Ryzen 9 3950x Benchmark Machine: What should I test for you?

A forum for discussing FAH-related hardware choices and info on actual products (not speculation).

Moderator: Site Moderators

Forum rules
Please read the forum rules before posting.
PantherX
Site Moderator
Posts: 6986
Joined: Wed Dec 23, 2009 9:33 am
Hardware configuration: V7.6.21 -> Multi-purpose 24/7
Windows 10 64-bit
CPU:2/3/4/6 -> Intel i7-6700K
GPU:1 -> Nvidia GTX 1080 Ti
§
Retired:
2x Nvidia GTX 1070
Nvidia GTX 675M
Nvidia GTX 660 Ti
Nvidia GTX 650 SC
Nvidia GTX 260 896 MB SOC
Nvidia 9600GT 1 GB OC
Nvidia 9500M GS
Nvidia 8800GTS 320 MB

Intel Core i7-860
Intel Core i7-3840QM
Intel i3-3240
Intel Core 2 Duo E8200
Intel Core 2 Duo E6550
Intel Core 2 Duo T8300
Intel Pentium E5500
Intel Pentium E5400
Location: Land Of The Long White Cloud
Contact:

Re: Ryzen 9 3950x Benchmark Machine: What should I test for

Post by PantherX »

Starman157 wrote:...I've noticed that GPU processing WU 13444 has higher performance for the first 27%, then drops about 200,000 PPD for the next 25%, rises again to starting values for the following 25%, then drops 200,000 PPD again to the end. At least that is on the 6900xt. So it appears non uniformity isn't just a small scale issue, but can appear to be long term and vary depending on where in the WU processing is. What I was trying to figure out was whether simultaneous CPU processing was causing it. It wasn't. I guess it's just a feature of that WU...
You're right that it's a feature of the WU, specifically, it's a feature of Moonshot Project (134XX Series). Some Projects when them have four phases of workload where the first and third have the same performance while the the second and fourth have the same performance.
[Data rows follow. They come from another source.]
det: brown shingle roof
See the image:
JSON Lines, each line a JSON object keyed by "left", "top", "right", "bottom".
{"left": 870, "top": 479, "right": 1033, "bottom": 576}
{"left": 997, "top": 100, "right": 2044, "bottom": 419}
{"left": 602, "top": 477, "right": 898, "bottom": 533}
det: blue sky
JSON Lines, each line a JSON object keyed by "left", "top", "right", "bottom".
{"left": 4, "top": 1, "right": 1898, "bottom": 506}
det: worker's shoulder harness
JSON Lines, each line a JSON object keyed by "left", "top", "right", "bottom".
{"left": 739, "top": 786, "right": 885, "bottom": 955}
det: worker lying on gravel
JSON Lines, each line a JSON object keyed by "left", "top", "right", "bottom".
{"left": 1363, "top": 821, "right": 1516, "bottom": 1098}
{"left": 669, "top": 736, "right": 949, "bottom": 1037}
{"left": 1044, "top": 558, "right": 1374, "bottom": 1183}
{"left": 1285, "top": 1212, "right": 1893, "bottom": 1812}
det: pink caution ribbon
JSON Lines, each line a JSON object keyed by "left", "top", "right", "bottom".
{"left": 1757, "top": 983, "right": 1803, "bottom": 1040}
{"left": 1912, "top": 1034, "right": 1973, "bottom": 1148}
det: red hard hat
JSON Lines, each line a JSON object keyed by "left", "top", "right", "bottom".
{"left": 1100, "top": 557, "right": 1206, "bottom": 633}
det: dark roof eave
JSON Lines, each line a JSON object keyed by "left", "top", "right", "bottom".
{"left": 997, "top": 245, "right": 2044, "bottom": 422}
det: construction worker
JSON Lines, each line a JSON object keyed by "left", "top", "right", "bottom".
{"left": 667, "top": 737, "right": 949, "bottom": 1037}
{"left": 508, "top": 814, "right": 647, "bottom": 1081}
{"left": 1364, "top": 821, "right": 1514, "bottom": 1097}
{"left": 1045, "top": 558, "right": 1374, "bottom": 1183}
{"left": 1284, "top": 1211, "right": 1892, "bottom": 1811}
Here's the sequence:
Equilibrium in molecule A
Nonequilibrium switch from A to B
Equilibrium in B
Nonequilibrium switch from B to A

Thus, you may notice the difference in the TFP (reflected in PPD) on your system. This is specific to those GPU Projects. Of course, if there's CPU contention with the GPU and other applications, it can impact that difference.
ETA:
Now ↞ Very Soon ↔ Soon ↔ Soon-ish ↔ Not Soon ↠ End Of Time

Welcome To The F@H Support Forum Ӂ Troubleshooting Bad WUs Ӂ Troubleshooting Server Connectivity Issues
Starman157
Posts: 30
Joined: Tue Jul 14, 2020 12:55 pm
Hardware configuration: 3950x/5700XT, 2600x/5700XT, 2500/1070ti, 1090T/7950, 3570K/NA

Re: Ryzen 9 3950x Benchmark Machine: What should I test for

Post by Starman157 »

@PantherX
Yeah. I've been trying to "nail jelly to the tree". Specifically maximizing efficiency in light of a rather shaky underpinning of ever changing CPU and GPU demands. Thanks for explaining the idiosyncrasies of the 13xxx WUs. Since I noticed that there was a distinct pattern to the changes in GPU performance, I assumed it was how the WU was "programmed".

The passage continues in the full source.